There are no decent XML API's.

Yesterday after struggling briefly with dom4j and trying to convince it not to go fetch external DTD’s (thanks haus bob for showing me the fugly hack required), I became sad and despondent. What is our crime, such that we must be punished with such crappy XML API’s?

The only two contenders to try and address this that I’m aware of are dom4j and jdom. Ideologically, dom4j wins because James Strachan is more competent than Jason Hunter. Practically speaking though, jdom has a much more civilised and natural API.

Unfortunately, jdom seems to be growing uncontrollably, with every release an order of magnitude fatter than the previous one. It also looks like its developers have entirely lost interest in the whole thing (shades of xdoclet), and are now off into lalaland to play with shinier toys. We’re promised a 1.0 version in Q1 2004, which has long since come and gone.

So why can’t there be a decent XML API? Why must a selective list of children nodes consistently violate the principle of least surprise, when it comes to what happens when you insert in it? Why should both of those API’s constantly surprise you with their behaviour, until of course you’ve been brainwashed into it seeming ‘natural’?

So are there any nice java-friendly lightweight wrappers for XML manipulation, or is that a particular problem that’s considered too boring for today’s fast-paced dedicated professional fappers?
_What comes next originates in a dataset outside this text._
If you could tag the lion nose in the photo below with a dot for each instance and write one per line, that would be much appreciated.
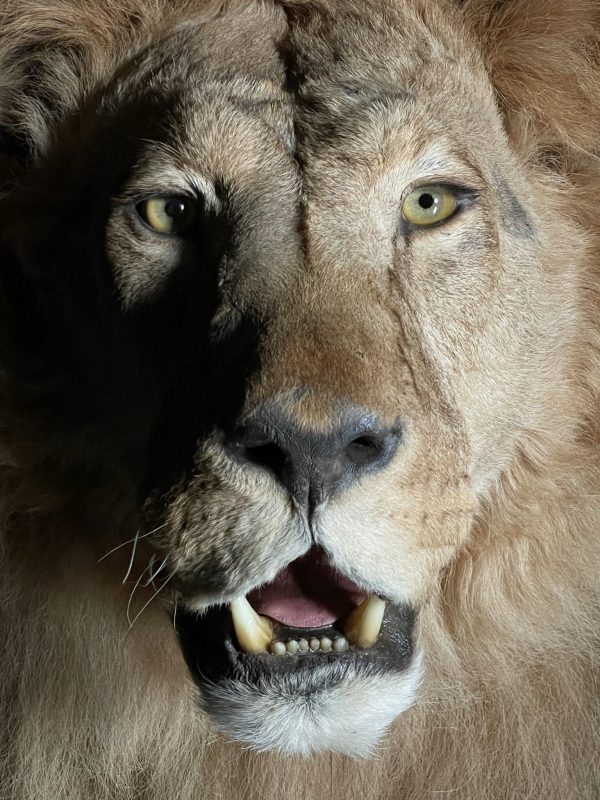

36 Responses to “There are no decent XML API's.”

  1. Joseph Ottinger Says:

    You left out EXML and XOM.

    EXML is so useful that WebObjects almost immediately made it impossible to download – you now get it as part of GLUE.

    XOM is an unknown to me, but ERH certainly seems infatuated with it, since it’s his project.

  2. Lyndon Says:

    The perl XML XPath APIs seem pretty good…

  3. MB Says:

    I find myself in a similar situation – sick of JDOM rotting on the vine, generally appalled by dom4j.
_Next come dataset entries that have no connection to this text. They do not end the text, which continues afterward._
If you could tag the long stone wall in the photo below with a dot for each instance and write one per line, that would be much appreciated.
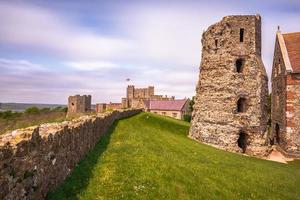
(37, 159)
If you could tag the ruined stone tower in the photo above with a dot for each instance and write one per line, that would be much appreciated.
(230, 110)
(286, 94)
(79, 104)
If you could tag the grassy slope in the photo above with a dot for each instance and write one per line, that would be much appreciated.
(24, 121)
(150, 157)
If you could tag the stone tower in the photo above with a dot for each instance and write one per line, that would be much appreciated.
(230, 110)
(79, 104)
    Someone else mentioned XOM, http://www.cafeconleche.org/XOM

    Haven’t used it, but I remember reading an interview with Elliot Rusty Harold, the author,
    on Artima.


    http://www.artima.com/intv/xomdesign.html

    Anyone out there using it, who care to comment? Especially interested in hearing from users of JDOM.

  4. MB Says:

    I find myself in a similar situation – sick of JDOM rotting on the vine, generally appalled by dom4j.

    Someone else mentioned XOM, http://www.cafeconleche.org/XOM

    Haven’t used it, but I remember reading an interview with Elliot Rusty Harold, the author,
    on Artima.


    http://www.artima.com/intv/xomdesign.html

    Anyone out there using it, who care to comment? Especially interested in hearing from users of JDOM.
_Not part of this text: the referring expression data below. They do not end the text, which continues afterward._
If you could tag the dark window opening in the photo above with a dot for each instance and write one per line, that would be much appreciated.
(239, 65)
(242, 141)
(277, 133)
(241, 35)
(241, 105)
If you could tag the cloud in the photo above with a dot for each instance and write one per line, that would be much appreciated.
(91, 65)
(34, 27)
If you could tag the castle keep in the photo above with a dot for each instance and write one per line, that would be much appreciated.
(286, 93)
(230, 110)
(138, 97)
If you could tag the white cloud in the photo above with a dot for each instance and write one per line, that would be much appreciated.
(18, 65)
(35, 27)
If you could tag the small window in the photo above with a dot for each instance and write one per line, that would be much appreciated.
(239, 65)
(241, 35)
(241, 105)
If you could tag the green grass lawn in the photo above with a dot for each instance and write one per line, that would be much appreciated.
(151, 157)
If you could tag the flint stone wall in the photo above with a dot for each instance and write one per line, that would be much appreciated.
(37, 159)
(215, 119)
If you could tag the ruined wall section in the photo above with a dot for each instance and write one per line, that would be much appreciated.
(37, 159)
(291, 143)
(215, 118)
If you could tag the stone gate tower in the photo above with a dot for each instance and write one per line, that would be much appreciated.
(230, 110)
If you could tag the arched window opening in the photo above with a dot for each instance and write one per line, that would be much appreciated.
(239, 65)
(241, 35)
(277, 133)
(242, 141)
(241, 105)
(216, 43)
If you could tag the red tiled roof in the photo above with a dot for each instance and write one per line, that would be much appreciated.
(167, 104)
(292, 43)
  5. heard of google hani ? Says:

    Ignorant fool.. xom is what you’re looking for,.

    p.s. heard of google ?

  6. Anonymous Bastard Says:

    If you want a very simple API and absolutely correct XML, XOM IS the way to go.

  7. Rob Misek Says:

    simple. write your own. ;-)

  8. morten wilken Says:

    my sentiments excactly!
    we NEED to have this incorperated in the JDK, and in that case i dont much care if it is jdom or dom4j style…
    case in point: Rome, which uses jdom. I personally use dom4j in all my applications and it annoys me to lug around 2 different xml apis.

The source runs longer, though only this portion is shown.